Do's and Don'ts
If you focus on the positives and avoid the pitfalls, the eulogy will be a blessing to you and friends and family in attendance.
Stay focused on that when giving your eulogy. Talk about the better qualities of the deceased. However, it is important to be honest. Don’t embellish them. It is uncomfortable to hear things in a eulogy that you know are untrue (good or bad).
Tread Lightly with Humour
It can be useful and a source of relief at a funeral. However, it is important to be cautious when using it. Many times, humour can be un-welcomed. Some people are offended at any attempt at humour in a funeral, so be sure to keep the audience in mind.
With that in mind, it is a bad idea to tell a joke. Light-hearted memories and humorous stories can be appropriate, but think about everyone that was close to the deceased when deciding what is and is not appropriate.
Most of the time, it is a good idea to avoid talk about religion or the afterlife, unless this is what everyone is expecting from you (and is part of the reason you were asked).
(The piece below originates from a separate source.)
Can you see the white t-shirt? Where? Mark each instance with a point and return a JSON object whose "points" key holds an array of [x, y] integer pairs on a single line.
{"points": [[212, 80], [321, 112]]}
In other words, play to the family. Seldom is everyone in attendance like-minded in matters of religion. Therefore, it is wise to be careful in this area and be sure not to bring discomfort to the family.
Inappropriate Memories or Anecdotes
A funeral is not the time or the place to reminisce about wild outings with the deceased or other stories that may not be appreciated by everyone in this somber setting. This is also not a place to air grievances with the deceased or take issue with certain aspects of his or her life. Revealing intimate details about the deceased is also inappropriate. Any anecdote should be considered as if the one eulogised would approve of it.
Stay clear of the trouble spots and concentrate on an uplifting and respectful speech.